The lawsuit included Trayvon Martin’s family Attorney Ben Crump, a civil rights hero known for advocating for Black families who have lost a family member to racism-based violence.
George Zimmerman’s case also took aim at HarperCollins Publishers, which promoted a book written by Trayvon Martin’s parents, as well as two witnesses from his 2013 trial. The suit listed both Brittany Diamond Eugene and Rachel Jeantel for allegedly being dishonest during George Zimmerman’s trial.
Judge Tosses Lawsuit
Meanwhile, a Florida judge tossed the entire lawsuit, including all of George Zimmerman’s claims of fraud. In his ruling, Judge John Cooper noted Zimmerman had not shown “any fraudulent representation,” and “there can be no claim for conspiracy to defraud if there is no adequately stated claim for fraud.”

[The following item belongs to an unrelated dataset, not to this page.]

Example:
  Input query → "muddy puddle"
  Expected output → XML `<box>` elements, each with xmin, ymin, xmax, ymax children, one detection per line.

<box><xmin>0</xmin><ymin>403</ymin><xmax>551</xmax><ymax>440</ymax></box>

In his original filing, Zimmerman, considered by many as a racist vigilante, claimed that the defendants, including Trayvon Martin’s family, wanted to “destroy his good will and reputation in the community.”
Regarding the two young women listed in the suit, Zimmerman alleged that Eugene did not want to testify in the original murder case, and that her sister, Ms. Jeantel, misrepresented herself. Jeantel later testified in George Zimmerman’s murder case.
Background on Original Case
George Zimmerman was found not guilty of murdering Trayvon Martin in 2013 in a case that spurred a national discourse on racism and the birth of the Black Lives Matter movement. Zimmerman, who was a volunteer watch supervisor in Travon Martin’s father’s gated community, killed young Trayvon Martin, who was walking to a relative’s home after buying skittles and tea.
Authorities later attempted to charge Zimmerman with a federal crime for young Trayvon Martin’s murder. However, the United States Department of Justice eventually stated there was insufficient evidence to prosecute him on those charges.